Practice modification on bad-air days. Indoor pools have variable air quality; some days are worse than others. A practice that produces multiple athletes coughing may need to be shortened or modified.

For parents.

For a kid with new-onset cough that correlates with swim practice, evaluation is appropriate.

For a kid with known asthma, the Asthma Action Plan should specifically address swimming. Pre-practice inhaler timing, post-practice monitoring, when to call the doctor.

Ask the program about pool air quality and ventilation. A program at a well-ventilated facility (such as a purpose-built competitive natatorium) has different air quality than a program at an aging YMCA pool.

The performance implications.

Asthmatic swimmers can compete at the highest levels. Many Olympic swimmers have asthma.

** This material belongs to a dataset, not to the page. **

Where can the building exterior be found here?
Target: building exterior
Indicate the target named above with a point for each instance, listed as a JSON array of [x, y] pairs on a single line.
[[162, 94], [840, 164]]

The condition is manageable.

What worsens performance:

Uncontrolled asthma due to inadequate evaluation or medication compliance.

Practice in poor-air-quality pools producing repeated airway insult.

Reliance on rescue inhaler only without proper controller therapy when indicated.

What supports performance:

Properly diagnosed and managed asthma.

Pre-exercise warm-up that includes airway-preparation work.

Awareness of pool air quality and willingness to modify training on bad-air days.

The competitive-swimming long view.

Some research has suggested that competitive swimmers who train heavily in chlorinated pools through adolescence have lifetime elevations in asthma rates. The data is mixed but the pattern is documented enough to take seriously.

For a young swimmer with significant asthma symptoms or rapidly-developing respiratory issues, the conversation about long-term continuation of competitive swimming is reasonable.

For most kids with manageable asthma in well-run programs, swimming is a healthy lifelong activity. The risk-benefit calculation favors continued participation with proper management.

The honest read. Competitive youth swimming intersects with respiratory health in ways that purpose-built natatoriums handle well and aging facilities handle less well. The asthma rates in elite swimmers are real and partly explained by air quality. The management framework is established: ventilation standards at the facility level, hygiene rules at the bather level, clinical evaluation and treatment for symptomatic kids, and ongoing awareness by coaches and families.

For the family whose swimmer has new respiratory symptoms, the pediatrician evaluation is the right starting point. Most cases respond well to appropriate management.